Car un monde où l’injustice climatique s’ajoute à la cruauté des guerres et à la trahison du droit ne traverse pas une simple crise : il vacille au bord de l’irréversible dans un déséquilibre global où les forces socialistes, sociales-démocrates et travaillistes n’ont plus le luxe d’attendre. Elles doivent être l’étincelle du sursaut et non de simples commentatrices du monde, mais plutôt ses architectes. Ils doivent être des équilibristes, oui, mais surtout des bâtisseurs de paix, de justice, de récits réconciliés. Notre devoir est immense ; redonner vie aux textes fondateurs de la paix mondiale, non comme des archives lointaines, mais comme des serments vivants est notre devoir. Des serments de foi en l’humain, en la coopération, en la dignité partagée devra être notre récit pour l’histoire.

Il nous faut retisser du lien là où le tissu social s’est déchiré. Réapprendre à cohabiter, à faire monde ensemble. Inventer des appartenances nouvelles politiques, culturelles, affectives qui ne soient ni contraignantes ni exclusives, mais solidaires et choisies. Bâtir une communauté de lutte, définie non par l’ethnie ou la religion, mais par la volonté partagée de transformer l’ordre établi.

À nous, peuples du Sud, Arabes, Africains, diasporas dispersées et parfois oubliées, de construire une mémoire active. Non fondée sur le ressentiment, mais sur la cohésion retrouvée. Car un peuple qui ne s’aime pas ne peut pas peser. Et une diaspora niée, ignorée par ses origines comme par ses terres d’accueil, ne peut ni contribuer ni guérir. Ce que nous portons n’est pas une nostalgie. C’est une boussole. Un socialisme à réinventer féministe, écologiste, anticolonial.

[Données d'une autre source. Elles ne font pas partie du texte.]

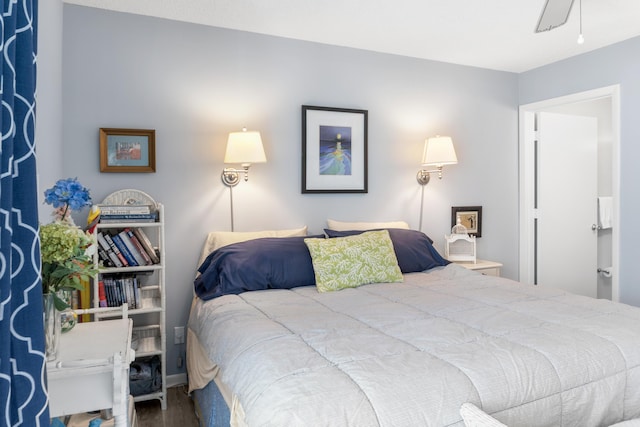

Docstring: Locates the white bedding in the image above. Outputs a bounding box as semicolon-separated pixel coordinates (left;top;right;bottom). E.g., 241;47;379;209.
189;264;640;427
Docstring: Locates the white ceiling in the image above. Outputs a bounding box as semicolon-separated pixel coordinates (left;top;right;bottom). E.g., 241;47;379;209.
63;0;640;72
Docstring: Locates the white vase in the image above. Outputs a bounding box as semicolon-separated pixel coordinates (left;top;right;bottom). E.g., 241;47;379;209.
43;294;61;362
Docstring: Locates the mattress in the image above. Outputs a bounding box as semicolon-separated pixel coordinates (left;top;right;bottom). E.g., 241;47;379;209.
188;264;640;427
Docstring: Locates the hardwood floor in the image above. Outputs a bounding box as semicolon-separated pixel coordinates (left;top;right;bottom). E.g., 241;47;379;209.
136;385;198;427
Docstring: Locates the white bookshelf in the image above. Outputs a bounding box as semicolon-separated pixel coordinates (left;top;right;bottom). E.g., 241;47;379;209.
91;190;167;410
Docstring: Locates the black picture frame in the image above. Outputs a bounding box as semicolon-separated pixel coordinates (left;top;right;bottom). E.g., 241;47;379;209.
451;206;482;237
302;105;369;194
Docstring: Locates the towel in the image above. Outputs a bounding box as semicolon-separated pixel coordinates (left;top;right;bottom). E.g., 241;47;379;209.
598;197;613;229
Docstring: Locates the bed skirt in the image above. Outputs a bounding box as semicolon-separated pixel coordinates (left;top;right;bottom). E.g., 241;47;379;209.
191;381;231;427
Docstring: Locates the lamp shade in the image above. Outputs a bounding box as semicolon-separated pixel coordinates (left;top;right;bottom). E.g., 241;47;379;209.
224;130;267;164
422;135;458;166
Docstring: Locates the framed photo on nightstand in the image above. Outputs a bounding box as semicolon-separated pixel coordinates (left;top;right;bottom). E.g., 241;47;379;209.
451;206;482;237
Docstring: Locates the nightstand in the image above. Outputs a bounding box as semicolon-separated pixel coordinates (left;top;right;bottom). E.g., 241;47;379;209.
455;259;502;276
47;318;135;427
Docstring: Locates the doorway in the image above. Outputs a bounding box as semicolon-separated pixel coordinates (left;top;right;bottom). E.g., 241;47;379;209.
519;85;620;301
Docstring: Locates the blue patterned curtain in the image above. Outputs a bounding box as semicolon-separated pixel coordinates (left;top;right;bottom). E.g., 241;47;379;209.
0;0;49;426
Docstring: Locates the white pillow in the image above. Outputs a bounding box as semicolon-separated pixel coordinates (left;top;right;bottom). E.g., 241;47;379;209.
198;225;307;267
460;402;507;427
327;219;409;231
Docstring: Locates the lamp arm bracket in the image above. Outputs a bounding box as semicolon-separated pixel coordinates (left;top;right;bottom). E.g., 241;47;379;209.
416;166;442;185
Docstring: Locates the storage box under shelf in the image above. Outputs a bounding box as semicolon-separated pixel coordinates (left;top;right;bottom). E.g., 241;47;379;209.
131;325;162;358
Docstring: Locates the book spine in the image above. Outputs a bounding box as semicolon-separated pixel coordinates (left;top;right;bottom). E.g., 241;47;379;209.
111;234;138;267
102;276;113;307
100;205;151;215
98;246;115;267
100;212;158;222
97;232;123;267
100;218;156;224
133;228;160;264
118;230;147;265
133;277;142;308
124;228;153;265
126;277;136;310
104;233;129;267
98;280;107;307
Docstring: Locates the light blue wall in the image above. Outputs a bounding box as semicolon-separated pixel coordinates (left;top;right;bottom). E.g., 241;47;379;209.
62;4;518;373
519;37;640;306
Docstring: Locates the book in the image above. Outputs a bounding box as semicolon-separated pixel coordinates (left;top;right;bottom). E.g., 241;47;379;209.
123;228;153;265
133;277;142;308
132;228;160;264
100;212;158;224
98;280;107;307
98;246;115;267
110;233;138;267
100;205;152;215
103;233;129;267
97;232;122;267
118;230;147;265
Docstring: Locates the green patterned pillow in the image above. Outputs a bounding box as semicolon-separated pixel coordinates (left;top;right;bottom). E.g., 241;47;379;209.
304;230;402;292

Un socialisme du soin, de la redistribution, de l’interdépendance.

Cela implique des choix clairs, conditionner les accords euro-africains au respect démocratique et renforcer les réseaux de solidarité et réconcilier l’action politique et le droit avec la vie.

À chaque femme qui se lève, à chaque peuple qui résiste, à chaque silence qui se brise le monde respire à nouveau. Et c’est à nous, aujourd’hui, de lui offrir un souffle long. Un souffle juste, solidaire, durable. Un souffle de civilisation.